As a South Asian woman, my body is often susceptible to a sexual politics that demands respectability. In role play, I’m anything but “respectable”; I put my own pleasure and desire first, and that itself makes me powerful. But my power also grows with the subversive nature of role play: through the kinds of roles I opt to perform, play within BDSM allows me to break with constraints that demand me to have a chaste, pure body where my desire is controllable. Instead, I let my desire run wild. My tongue is vulgar, as are the movements of my limbs and the sounds they elicit. The crassness of the spectacle I create during sex becomes a form of resistance against any effort to subdue or control my body.

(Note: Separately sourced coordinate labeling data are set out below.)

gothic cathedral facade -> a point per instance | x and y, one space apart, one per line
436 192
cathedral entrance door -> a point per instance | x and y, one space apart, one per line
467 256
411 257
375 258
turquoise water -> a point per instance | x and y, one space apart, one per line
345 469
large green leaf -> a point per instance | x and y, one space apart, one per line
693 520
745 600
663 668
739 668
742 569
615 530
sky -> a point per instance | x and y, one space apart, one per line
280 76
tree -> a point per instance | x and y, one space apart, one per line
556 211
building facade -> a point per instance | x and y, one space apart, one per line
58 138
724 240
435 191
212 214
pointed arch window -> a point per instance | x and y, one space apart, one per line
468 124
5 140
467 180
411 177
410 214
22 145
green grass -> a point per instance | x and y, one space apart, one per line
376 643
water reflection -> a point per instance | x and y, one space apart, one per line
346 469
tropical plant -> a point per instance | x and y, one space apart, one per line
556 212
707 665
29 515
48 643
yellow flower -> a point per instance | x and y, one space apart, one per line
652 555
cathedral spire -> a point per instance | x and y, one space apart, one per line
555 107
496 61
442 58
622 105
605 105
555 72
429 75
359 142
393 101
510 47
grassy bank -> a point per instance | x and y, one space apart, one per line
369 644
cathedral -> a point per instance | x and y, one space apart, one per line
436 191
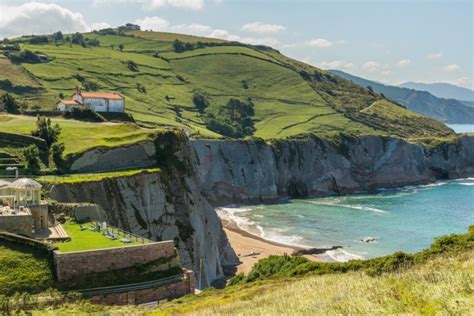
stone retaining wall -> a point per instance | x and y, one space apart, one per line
72 265
166 292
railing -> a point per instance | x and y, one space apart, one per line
131 287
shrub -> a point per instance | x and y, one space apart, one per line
200 102
84 114
32 158
46 131
9 104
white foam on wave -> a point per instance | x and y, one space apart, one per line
355 207
234 215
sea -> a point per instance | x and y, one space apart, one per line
365 225
462 128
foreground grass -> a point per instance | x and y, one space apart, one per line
444 285
87 239
23 269
89 177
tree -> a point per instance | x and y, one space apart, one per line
58 36
200 102
47 131
57 151
31 154
9 103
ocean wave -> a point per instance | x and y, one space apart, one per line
339 255
355 207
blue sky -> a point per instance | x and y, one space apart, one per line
387 41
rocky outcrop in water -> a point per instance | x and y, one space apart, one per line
245 172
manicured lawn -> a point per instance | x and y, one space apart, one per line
87 239
23 269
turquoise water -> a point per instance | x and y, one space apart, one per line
407 219
462 128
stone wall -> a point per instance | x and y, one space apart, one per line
17 224
73 265
165 292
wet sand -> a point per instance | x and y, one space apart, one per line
250 248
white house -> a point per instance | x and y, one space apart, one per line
96 101
66 105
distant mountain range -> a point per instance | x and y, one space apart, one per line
445 110
442 90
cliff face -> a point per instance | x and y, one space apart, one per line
164 205
252 172
175 203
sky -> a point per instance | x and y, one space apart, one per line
384 40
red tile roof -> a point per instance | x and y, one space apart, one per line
102 95
70 102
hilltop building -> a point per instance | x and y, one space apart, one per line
132 27
21 209
96 101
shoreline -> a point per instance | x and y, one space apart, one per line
251 248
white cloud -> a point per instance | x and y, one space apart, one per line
262 28
100 26
39 18
434 55
451 68
319 43
181 4
404 62
337 64
376 68
153 23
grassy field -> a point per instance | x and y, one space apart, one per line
89 177
289 97
87 239
439 281
78 136
23 269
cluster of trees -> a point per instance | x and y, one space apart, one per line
25 56
180 46
78 38
9 104
234 119
49 132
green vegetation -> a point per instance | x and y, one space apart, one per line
87 239
78 136
24 269
161 73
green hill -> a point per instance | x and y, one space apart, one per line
423 102
279 97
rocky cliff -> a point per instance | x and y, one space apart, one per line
175 203
244 172
164 205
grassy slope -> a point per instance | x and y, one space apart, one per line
439 281
87 239
285 103
78 136
23 269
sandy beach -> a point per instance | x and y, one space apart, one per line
250 248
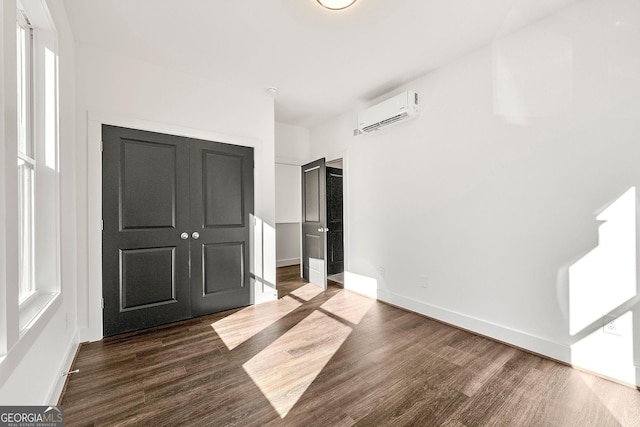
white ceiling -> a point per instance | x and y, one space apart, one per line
322 62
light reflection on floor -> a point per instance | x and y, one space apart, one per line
351 307
285 369
246 323
307 292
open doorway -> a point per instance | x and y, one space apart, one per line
322 227
335 221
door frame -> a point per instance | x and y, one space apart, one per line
90 320
336 155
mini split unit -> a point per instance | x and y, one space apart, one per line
387 113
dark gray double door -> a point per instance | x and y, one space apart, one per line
176 228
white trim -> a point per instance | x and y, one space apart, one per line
498 332
65 366
95 120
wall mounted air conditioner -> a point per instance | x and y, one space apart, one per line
392 111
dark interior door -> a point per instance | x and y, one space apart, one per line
175 228
145 262
335 245
314 223
221 201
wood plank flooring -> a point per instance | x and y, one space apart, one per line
330 358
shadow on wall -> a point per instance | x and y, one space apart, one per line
602 295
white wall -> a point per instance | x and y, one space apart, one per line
483 212
30 374
292 146
127 92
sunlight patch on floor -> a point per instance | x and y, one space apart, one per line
285 369
308 291
246 323
349 306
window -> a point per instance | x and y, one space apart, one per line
37 161
26 159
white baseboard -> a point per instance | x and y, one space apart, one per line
56 390
501 333
287 262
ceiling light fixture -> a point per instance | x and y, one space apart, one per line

But it’s the cathartic release that makes play so euphoric. Vulgarity, hysteria, those particular sets of emotions and behaviours that the daily grind forces us to keep at bay. They are finally let out in the open, even if it might only be in the openness of bedrooms, of sex lounges, and play parties. In submission and masochism, I find joy in the pain that predates or mingles alongside pleasure. Taking a punishment, for instance, reminds me of all my body is capable of doing and taking. Crying, letting my tears fall after an intense form of punishment, allows me to release all the anxiety that has built up throughout the day. In role play, I can experience fear, power, anticipation, loss, pain, pleasure, euphoria, and all at once at that. What I often hate so much about capitalism, is how tired, how exhausted it makes me, until all I have left at the end of the day is exhaustion with no more room for any other feelings. It renders my world grey. Role play is my escape from it, into a space where I can experience the whole spectrum of emotions—a world of colour. Role play reminds me, over and over again, how to really feel.
But it’s also capitalism that reminds me over and over again that the power of sexual role play is only a temporary form of escape from the daily drudgery, and that it, too,, is just as susceptible to commodification. BDSM seems to be gaining more mainstream credibility and legitimacy, in part to (not necessarily accurate) recent media depictions of the community. Yet ironically, I worry about the rising costs of accessing this sexuality, and then in turn how it makes play increasingly expensive and therefore inaccessible.
I cherish role play in BDSM as an escape—a window for creativity, to let my imagination run free, and to let my body perform accordingly. But if it takes a certain level of funds to fulfill our imaginations and our fantasies, then in some ways I wonder if this form of play loses its power.
Engaging in BDSM and the larger community is not a cheap thing, especially in this city. Sex toys and implements are not cheap. Lingerie is not cheap. Erotic photography is not cheap. Fetish events, or entry to sex clubs are not cheap. Kink workshops, though very instructive and useful in learning new skills, are usually not cheap either. If BDSM is organized around certain techniques, rules, and props, but it costs (a lot) to accrue those skills and paraphernalia, then is play even accessible? And if it isn’t, how subversive can play be?